Last week, Wolfie turned two while my husband was in Stockholm for work, and after being a single mom all week, my motivation to make a birthday cake was nil. I also had a good excuse to skip the baking: Wolfie doesn’t really like cake. He does, however, love ice cream, especially strawberry.
We kept it simple for his birthday (simplicity is a recurring theme for the second kid, it seems), and made strawberry ice cream, which we served after a dinner of his choosing: rotisserie chicken, blueberries, and sourdough bread.
The cakes I have made in the past have been relatively easy to pull together, but thanks to an ice cream maker (this is the one I have), this year’s birthday dessert was even simpler!
Wolfie’s Strawberry Ice Cream
Fresh strawberries would probably make it even yummier, but ours was delicious even with frozen.
Makes about 5 cups
1. Place the strawberries in a food processor or blender and pulse until chopped (I made ours pretty fine because my kids don’t like big chunks of berries). Set aside.
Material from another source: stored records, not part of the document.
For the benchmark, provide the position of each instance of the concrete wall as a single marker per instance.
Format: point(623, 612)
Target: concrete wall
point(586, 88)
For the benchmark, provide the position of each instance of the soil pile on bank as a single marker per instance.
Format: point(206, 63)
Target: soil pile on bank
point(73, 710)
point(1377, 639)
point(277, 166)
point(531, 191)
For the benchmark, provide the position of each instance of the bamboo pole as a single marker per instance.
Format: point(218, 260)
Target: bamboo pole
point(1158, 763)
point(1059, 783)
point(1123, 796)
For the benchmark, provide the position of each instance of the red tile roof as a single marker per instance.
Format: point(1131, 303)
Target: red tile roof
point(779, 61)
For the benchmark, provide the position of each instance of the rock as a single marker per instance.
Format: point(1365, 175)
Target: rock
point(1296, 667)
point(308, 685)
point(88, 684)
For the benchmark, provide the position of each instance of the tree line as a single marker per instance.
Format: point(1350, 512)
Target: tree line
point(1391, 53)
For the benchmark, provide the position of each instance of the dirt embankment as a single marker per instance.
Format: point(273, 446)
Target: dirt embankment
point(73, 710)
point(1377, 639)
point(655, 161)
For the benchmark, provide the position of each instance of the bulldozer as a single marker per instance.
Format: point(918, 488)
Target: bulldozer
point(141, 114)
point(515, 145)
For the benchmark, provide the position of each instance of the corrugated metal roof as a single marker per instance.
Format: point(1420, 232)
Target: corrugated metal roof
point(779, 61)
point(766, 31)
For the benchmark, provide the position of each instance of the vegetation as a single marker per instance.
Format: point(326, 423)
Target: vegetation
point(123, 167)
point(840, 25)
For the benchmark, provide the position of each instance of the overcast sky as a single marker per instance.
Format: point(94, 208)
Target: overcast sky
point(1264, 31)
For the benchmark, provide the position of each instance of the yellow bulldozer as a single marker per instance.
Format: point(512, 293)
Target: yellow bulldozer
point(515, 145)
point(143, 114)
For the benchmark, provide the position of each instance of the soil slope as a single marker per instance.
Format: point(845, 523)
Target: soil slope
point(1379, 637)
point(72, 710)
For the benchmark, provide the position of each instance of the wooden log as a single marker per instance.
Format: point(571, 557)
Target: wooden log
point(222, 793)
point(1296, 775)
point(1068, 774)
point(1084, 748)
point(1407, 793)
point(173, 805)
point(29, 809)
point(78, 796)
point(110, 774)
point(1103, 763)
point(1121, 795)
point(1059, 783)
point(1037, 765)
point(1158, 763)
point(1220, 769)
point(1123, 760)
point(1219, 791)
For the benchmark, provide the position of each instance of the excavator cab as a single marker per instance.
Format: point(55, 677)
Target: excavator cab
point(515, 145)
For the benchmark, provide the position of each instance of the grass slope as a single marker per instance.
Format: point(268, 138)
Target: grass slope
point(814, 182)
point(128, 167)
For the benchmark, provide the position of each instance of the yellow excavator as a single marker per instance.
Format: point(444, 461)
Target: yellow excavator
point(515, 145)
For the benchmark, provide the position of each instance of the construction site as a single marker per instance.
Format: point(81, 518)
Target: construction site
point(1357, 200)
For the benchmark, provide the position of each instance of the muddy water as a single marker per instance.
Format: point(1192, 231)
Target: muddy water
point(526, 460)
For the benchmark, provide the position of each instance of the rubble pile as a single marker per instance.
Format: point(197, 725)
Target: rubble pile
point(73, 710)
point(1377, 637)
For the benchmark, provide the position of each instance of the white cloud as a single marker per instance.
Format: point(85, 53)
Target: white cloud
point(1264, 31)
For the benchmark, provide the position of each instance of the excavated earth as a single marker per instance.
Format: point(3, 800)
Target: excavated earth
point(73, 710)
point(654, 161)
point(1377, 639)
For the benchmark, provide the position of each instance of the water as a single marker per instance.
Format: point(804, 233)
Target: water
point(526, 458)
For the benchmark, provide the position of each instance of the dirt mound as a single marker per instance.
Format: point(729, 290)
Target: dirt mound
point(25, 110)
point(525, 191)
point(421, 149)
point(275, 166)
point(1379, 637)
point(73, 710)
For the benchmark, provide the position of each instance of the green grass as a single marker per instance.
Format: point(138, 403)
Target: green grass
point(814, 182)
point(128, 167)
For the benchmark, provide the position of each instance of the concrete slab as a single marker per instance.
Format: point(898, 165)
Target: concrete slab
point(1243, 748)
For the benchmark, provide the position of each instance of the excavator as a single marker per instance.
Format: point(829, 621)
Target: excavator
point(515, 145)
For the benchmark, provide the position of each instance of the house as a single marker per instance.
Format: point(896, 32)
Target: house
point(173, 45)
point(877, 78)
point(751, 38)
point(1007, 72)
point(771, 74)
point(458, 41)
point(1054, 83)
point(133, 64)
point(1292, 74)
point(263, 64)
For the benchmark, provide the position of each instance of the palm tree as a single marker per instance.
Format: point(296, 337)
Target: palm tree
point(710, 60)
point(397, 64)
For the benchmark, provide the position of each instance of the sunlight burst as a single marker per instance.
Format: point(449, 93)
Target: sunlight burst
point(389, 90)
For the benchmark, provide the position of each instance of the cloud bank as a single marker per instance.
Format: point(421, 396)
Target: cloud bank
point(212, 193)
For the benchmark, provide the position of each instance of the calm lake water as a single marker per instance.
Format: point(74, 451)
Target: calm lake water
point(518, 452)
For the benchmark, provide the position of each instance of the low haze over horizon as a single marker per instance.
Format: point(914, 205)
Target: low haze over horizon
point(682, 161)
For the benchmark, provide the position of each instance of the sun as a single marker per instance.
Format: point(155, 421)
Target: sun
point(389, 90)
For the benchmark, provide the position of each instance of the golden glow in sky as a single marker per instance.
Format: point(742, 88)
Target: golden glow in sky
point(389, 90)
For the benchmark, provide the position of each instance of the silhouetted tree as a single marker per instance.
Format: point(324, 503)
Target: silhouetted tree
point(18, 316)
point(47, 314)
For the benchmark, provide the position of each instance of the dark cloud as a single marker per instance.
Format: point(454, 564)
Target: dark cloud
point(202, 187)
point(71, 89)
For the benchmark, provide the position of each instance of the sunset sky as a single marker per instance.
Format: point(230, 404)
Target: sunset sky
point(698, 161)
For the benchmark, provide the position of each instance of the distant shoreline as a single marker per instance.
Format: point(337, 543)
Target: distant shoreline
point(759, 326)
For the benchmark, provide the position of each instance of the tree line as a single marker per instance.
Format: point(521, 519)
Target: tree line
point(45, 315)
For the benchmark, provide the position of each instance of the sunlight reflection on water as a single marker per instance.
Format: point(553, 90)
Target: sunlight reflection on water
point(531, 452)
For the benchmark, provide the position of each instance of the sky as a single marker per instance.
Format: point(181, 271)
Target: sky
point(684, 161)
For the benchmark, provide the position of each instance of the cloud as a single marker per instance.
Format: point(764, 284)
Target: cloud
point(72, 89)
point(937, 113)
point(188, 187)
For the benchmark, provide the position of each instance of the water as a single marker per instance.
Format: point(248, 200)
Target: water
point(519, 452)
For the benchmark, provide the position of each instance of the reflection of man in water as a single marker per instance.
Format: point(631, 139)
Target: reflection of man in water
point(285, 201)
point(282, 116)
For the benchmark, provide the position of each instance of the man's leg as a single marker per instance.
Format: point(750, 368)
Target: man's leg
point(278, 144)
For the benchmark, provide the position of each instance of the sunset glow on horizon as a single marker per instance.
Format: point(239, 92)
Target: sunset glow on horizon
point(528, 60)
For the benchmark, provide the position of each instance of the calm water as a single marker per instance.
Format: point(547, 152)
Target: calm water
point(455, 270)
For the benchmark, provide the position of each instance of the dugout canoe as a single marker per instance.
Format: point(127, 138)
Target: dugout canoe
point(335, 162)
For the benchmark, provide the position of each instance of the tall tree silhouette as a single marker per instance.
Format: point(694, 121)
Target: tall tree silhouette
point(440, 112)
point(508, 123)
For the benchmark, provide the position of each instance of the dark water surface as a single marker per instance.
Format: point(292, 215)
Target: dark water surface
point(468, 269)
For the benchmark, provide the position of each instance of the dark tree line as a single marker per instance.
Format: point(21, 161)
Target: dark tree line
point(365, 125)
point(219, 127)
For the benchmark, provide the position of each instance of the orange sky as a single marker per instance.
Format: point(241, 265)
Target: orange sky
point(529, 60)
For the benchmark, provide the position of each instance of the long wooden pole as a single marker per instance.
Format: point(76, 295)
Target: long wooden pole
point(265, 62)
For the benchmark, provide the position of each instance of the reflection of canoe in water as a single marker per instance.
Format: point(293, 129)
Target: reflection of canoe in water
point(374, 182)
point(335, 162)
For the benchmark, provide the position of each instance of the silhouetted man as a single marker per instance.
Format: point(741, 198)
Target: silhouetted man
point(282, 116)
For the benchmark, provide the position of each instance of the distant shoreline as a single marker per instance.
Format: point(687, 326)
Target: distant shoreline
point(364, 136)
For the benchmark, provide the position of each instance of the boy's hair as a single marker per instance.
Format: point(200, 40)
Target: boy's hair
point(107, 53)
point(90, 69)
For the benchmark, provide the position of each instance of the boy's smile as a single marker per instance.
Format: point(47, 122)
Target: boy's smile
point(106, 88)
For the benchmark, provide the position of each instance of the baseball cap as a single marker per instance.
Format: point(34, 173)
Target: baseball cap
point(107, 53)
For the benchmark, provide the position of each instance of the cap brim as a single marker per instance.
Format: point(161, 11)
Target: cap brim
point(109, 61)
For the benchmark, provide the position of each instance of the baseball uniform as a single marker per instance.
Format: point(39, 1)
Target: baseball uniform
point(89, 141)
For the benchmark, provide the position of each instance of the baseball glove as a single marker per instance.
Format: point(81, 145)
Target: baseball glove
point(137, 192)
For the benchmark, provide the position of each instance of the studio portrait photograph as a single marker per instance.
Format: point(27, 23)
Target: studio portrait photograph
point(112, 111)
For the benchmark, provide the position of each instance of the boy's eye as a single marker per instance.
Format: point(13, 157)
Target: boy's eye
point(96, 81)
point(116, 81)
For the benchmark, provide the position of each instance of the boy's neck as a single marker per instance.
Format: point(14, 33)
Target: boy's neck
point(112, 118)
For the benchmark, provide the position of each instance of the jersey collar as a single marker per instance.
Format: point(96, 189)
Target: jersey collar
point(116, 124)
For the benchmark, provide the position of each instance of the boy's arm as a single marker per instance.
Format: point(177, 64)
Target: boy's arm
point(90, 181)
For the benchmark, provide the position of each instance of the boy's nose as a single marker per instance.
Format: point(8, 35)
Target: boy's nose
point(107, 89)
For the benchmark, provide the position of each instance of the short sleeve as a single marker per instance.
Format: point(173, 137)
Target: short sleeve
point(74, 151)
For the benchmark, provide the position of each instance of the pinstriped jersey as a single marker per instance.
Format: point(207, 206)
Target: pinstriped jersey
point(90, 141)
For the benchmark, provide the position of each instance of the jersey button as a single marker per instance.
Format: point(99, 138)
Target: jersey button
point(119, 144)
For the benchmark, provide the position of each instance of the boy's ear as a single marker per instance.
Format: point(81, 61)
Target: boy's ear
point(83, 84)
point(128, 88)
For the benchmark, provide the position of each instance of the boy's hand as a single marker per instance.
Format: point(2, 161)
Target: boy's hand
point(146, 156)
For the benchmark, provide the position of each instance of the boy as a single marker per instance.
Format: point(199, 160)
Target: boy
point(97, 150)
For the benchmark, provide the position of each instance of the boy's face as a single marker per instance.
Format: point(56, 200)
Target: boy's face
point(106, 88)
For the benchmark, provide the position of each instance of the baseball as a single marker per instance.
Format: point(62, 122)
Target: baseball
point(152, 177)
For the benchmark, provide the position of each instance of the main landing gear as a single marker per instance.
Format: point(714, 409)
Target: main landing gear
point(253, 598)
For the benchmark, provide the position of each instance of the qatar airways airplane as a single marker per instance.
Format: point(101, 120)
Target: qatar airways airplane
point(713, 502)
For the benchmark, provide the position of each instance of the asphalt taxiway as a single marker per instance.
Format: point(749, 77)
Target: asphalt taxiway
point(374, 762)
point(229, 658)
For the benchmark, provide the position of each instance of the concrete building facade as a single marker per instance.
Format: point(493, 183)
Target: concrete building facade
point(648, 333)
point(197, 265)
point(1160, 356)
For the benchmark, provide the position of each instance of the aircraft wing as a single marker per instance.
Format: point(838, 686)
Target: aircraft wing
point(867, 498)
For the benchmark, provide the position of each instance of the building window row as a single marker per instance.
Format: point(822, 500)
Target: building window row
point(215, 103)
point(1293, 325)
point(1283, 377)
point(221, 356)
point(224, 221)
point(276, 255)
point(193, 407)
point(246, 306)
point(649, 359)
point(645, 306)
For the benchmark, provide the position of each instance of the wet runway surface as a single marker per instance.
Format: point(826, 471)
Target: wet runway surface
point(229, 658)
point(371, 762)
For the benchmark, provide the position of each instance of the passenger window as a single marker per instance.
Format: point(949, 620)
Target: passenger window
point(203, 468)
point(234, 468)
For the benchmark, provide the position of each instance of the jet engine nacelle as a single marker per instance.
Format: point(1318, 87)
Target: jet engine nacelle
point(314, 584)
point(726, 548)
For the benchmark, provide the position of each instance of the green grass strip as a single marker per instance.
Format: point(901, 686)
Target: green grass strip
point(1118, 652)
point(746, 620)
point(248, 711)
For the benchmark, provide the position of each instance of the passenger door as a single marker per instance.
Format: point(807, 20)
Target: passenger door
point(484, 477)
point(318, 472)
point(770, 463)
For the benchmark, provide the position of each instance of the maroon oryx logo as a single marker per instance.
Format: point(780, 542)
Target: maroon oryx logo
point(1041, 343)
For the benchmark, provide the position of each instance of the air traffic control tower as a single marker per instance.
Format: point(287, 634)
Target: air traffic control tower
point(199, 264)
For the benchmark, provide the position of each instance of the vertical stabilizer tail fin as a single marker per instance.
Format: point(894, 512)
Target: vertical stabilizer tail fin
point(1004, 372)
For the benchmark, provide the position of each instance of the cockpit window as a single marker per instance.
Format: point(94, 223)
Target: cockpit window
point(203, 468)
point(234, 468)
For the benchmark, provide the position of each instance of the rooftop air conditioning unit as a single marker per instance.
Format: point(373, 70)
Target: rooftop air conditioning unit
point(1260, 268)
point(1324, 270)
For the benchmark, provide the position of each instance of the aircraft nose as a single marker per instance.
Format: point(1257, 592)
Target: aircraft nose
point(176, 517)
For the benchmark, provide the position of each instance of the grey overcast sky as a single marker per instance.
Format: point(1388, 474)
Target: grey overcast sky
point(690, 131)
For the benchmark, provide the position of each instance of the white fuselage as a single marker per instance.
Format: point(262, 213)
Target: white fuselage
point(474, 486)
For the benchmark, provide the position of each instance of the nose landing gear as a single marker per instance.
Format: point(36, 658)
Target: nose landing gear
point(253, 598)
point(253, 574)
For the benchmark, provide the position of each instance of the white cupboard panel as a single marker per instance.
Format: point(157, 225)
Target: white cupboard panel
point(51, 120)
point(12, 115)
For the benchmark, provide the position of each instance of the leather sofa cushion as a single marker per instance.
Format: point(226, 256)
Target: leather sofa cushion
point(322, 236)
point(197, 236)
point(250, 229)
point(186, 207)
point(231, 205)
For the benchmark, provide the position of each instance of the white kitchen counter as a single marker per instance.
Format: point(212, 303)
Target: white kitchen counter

2. In a medium bowl, whisk the milk, coconut sugar, and salt until sugar is dissolved. Stir in cream and vanilla. Add reserved strawberries and their juices. Cover and refrigerate at least an hour (you can leave overnight if needed).
3. Turn on your ice cream maker, and pour the mixture into the frozen freezer bowl and mix until thickened, about 20 minutes. Serve immediately! We found that while still yummy, it was significantly less delicious the next day after being in the freezer overnight.